The new British premier’s main demand is to remove the so-called backstop plan from the divorce agreement. This is a legal guarantee intended to ensure there’s no need for checks on goods crossing the land border with Ireland.

Members of Britain’s Parliament voted to reject May’s Brexit deal three times, with many saying the backstop was the major problem because it threatens to tie the U.K. indefinitely to EU trade rules. For pro-Brexit politicians such as Johnson, that would defeat the point of leaving the EU.

“There’s every possibility for the EU to show flexibility,” Johnson said Thursday. “There’s bags of time for them to do it and I’m confident they will.”

Officials in Brussels disagree and are not willing to re-open the withdrawal agreement. As the stand-off continues, the clock ticks down toward the Halloween deadline, and with it, the chances of a messy no-deal Brexit grow. The pound has fallen in recent weeks amid rising concerns that the negotiations over Britain’s exit from the EU will fail, damaging the U.K. economy.

Election Alert

In London, politicians are readying for a possible general election in the fall. Johnson’s ruling Conservative Party is clinging on to power by its finger nails, with a working majority in the House of Commons of just one. He is facing a battle in September with politicians who oppose his last resort option of leaving the EU without a deal.

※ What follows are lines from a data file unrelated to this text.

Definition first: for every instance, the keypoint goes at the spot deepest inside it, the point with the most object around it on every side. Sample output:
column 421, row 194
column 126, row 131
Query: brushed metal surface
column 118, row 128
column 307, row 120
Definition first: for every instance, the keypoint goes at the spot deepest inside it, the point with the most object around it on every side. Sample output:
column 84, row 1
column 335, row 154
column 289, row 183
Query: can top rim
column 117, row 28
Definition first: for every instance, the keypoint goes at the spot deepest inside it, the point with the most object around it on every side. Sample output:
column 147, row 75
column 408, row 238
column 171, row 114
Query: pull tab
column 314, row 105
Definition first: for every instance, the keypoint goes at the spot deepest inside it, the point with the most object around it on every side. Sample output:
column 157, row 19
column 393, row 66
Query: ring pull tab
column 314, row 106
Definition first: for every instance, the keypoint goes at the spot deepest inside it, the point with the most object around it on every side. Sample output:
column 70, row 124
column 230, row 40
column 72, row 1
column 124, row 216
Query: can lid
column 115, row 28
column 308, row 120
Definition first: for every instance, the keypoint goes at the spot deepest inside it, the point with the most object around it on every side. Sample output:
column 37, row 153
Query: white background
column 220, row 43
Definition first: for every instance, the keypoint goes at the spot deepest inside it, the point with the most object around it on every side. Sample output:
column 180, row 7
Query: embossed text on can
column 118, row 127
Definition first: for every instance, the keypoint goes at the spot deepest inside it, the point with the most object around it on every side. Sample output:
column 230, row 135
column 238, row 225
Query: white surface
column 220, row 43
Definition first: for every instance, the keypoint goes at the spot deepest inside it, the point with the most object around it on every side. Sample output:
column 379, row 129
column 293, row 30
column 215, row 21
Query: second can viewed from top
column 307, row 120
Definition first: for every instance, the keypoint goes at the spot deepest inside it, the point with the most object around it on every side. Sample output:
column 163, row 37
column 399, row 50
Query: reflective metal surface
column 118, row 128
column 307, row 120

One option to break the deadlock would be for either Johnson, or his opponents to trigger an election.

In his BBC interview, Johnson brushed aside questions about whether he could hold a general election before Oct. 31 in order to deliver on his Brexit pledge. Jeremy Corbyn, leader of the opposition Labour Party, has indicated he’ll call for a vote of no confidence in the Government when Parliament returns from summer recess in a bid to stop Johnson forcing the U.K. out of the EU with no deal.

Asked if he would resign if he lost such a confidence vote, Johnson said he was focused on getting a deal with the EU and preparing the country to cope with a no-deal split, if that becomes necessary. He said British people did not want to have another election, after one was held in 2015 and 2017, with a national referendum in 2016.

For his part, Corbyn tried a new tactic to limit Johnson’s options. He wrote to the U.K.’s most senior civil servant Mark Sedwill asking him to rule that the prime minister could not delay any election until after the Oct. 31 Brexit deadline in order to force the U.K. out of the bloc without a deal.